When calculating the gender pay gap, the amount of female weekly ordinary time earnings are first divided by the amount of male weekly ordinary time earnings.
The formula below is used for calculating the GPG:
GPG = 1 minus (female ordinary time earnings/male ordinary time earnings) x 100
In individual organisations the same calculation can be used, though part time employees can be included in the indicator by converting their salaries to the full time equivalent.
The gender pay gap results from a combination of factors, including:
- women’s traditional caring role, combined with a lack of flexible work options, can force them into casual and non-career part time jobs
- women are under-represented in leadership and senior management positions
- female graduates may start on a lower salary than male graduates, even in the same industry and workplace – and this differential is maintained throughout their careers
- men may receive bigger attraction and performance bonuses than women and
- male dominated work has historically been better paid and better organised than female dominated work.
The gender pay gap as mentioned above is based on full time earnings so the fact that more women work part time is not part of the calculation of the gender pay gap. It is also based on ordinary weekly earnings that do not take into account overtime earnings.
More detail is provided in the 'What are the causes of the gender pay gap?' section below.
As discussed above, there are a range of factors that contribute to the gender pay gap. More detail is provided on three of these factors:
Unsupportive working arrangements
A lack of permanent part time jobs and flexible working arrangements restricts the ability to combine quality employment and family care responsibilities.
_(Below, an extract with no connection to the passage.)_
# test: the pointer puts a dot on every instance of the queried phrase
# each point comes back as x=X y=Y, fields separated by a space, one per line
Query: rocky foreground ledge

This means women with children or other caring responsibilities are less able to participate in the paid workforce. This in turn can significantly reduce women’s earning potential both in the short term and longer term, as well as their capacity to accrue superannuation and retirement savings.
Women may be forced to ‘choose’ the flexibility of lower paying part time or casual work, or not seek career advancement because of caring responsibilities. Often there are fewer opportunities for training and career development in part time or casual employment or in industries where these types of employment are widespread.
Over representation of women in casual and non-career part time employment
There is a greater predominance of women than men employed on a casual basis. This type of employment is associated with a lower overall level of wages and in recent years the gap between part time/casual and full time average hourly earnings has been increasing. Full time employees are more likely to be paid above the award or minimum wage rate and more likely to be covered by an enterprise agreement. This trend has major negative implications for the current and long term gender pay gap.
Fortunately in recent years there has been significant growth in ‘quality’ part time employment. This is secure part time work with equitable status, pay and working arrangements. Further growth in this area should help reduce the gender pay gap and provide employees with greater opportunities to work part time for family or other lifestyle reasons. People who have quality part time jobs have a similar job content and status as full timers; they are encouraged to participate in training, career and professional development programs, and they feel confident in applying for promotion.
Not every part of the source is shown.